Machine Learning for Humpback Whale Social Call Classification: 2016 REU

Bioacoustics lies in the intersection of biology and acoustics – it is the study of wildlife and ecosystems through an analysis of the acoustic environment. On a broad scale, audio recordings can inform scientists about the species present in a region as well as about their abundance, which is very valuable for conservation efforts. On a closer look, it may allow scientists to study specific individuals, and even the different types of calls and sounds that individuals produce. This is a very general approach, which can be done noninvasively and on a low budget, and bioacoustic methods have been used to study a large variety of animals, ranging from insects, to songbirds, to elephants, to whales. Furthermore, since acoustics gives a window into environments that are otherwise difficult to examine – such as the ocean – marine mammal bioacoustics is especially prominent in current-day research.

Our project during the 2016 summer REU program focused on humpback whale social calls. Our collaborators at the Thode Underwater Acoustics Lab at Scripps Institute of Oceanography have deployed hydrophones on humpback whales near Las Cabos, Mexico, to study the social structure and communication patterns of the whale population. To do so, they had to manually examine hours upon hours of data, and find and label all of the present whale calls. This is a difficult, time-intensive task. Through this collaboration with Scripps, our aim is to use this data to create an algorithm for automatic detection and classification of humpback whale calls, to allow ecologists to spend less time manually annotating audio recordings.

Our research this summer involved experimenting with various methods of data processing and machine learning techniques. We started by calculating spectrograms – a visual representation of audio signals – and applied several methods to segment the foreground calls and noises. Then, we experimented with different types of feature extraction. Once we had viable features, we fed the data into a supervised classification algorithm that uses Hidden Markov Models to obtain final classification. Further work will improve these methods for segmentation and classification.

Above are ten spectrograms - a visual representation of acoustic data that shows the intensity of sound across different frequencies through time. The whale calls are boxed and labeled.

These are the same ten spectrograms after processing. Much of the background noise has been removed, and the calls are clearer.

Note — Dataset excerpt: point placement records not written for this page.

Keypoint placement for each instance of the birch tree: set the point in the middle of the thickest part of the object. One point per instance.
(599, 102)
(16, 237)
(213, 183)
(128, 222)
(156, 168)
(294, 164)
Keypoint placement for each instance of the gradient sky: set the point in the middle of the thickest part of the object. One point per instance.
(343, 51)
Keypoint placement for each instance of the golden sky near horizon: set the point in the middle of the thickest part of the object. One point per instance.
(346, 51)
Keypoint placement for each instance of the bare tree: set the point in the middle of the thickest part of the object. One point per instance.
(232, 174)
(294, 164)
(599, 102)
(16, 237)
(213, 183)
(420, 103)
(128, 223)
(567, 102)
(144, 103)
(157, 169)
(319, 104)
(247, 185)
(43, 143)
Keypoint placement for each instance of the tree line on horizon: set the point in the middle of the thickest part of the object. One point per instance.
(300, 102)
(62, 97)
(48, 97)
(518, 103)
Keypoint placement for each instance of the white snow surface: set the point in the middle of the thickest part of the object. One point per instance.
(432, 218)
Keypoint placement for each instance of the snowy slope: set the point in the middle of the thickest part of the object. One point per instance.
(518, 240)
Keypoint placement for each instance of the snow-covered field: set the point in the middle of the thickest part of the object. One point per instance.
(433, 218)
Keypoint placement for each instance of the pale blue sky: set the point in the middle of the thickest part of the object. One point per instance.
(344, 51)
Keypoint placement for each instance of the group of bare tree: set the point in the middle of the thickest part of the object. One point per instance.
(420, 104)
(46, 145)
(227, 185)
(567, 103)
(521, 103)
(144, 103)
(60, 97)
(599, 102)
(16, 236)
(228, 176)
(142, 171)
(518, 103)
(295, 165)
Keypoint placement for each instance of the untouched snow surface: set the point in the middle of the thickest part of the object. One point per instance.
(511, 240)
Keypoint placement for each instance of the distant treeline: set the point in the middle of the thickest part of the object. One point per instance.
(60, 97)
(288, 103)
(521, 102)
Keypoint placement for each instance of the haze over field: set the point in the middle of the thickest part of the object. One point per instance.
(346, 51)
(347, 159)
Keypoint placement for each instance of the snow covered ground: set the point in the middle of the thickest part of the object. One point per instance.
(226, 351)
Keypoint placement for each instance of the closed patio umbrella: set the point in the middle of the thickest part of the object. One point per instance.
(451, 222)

Preliminary Results from Hidden Markov Model

The results from the HMM show that it is possible to separate calls like this using HMMs and that less features showed better performance. However, to get better results a more balanced training set is needed. Non whale calls made up about 99.1% of this data.

9 Features			30 Features
Overall Accuracy	0.68		Overall Accuracy	0.84
	Precision	Recall		Precision	Recall
No Call	0.9	0.73	No Call	0.89	0.91
Squeak	0.29	0.17	Squeak	0.2	0.19
Low Yap	0.14	0.07	Low Yap	0	0

Table 1: This table compares the overall accuracy of each data set given the number of features in a feature vector. It gives average precision and recall values for each class, derived from k-fold cross-validation where k=10. The HMMs involved used 2 states. The overall data distribution was 21049 no whale calls, 119 squeaks, and 62 low yaps.

Additionally, the noise across different data sets varied causing individual data sets to perform much better than the full combination. Non whale calls of this data set made up about 98.7% of this data.

9 Features			30 Features
Overall Accuracy	0.72		Overall Accuracy	0.51
	Precision	Recall		Precision	Recall
No Call	0.6	0.77	No Call	0.49	0.48
Squeak	0.46	0.5	Squeak	0.41	0.48
Low Yap	0.5	0.3	Low Yap	0.2	0.1

Table 2: This table compares the overall accuracy of a particular data set a given the number of features in a feature vector. It gives average precision and recall values for each class, derived from k-fold cross-validation where k=10. The HMMs involved used 2 states. The data distribution for this data set was 3692 non whale calls, 29 squeaks, and 19 low yaps.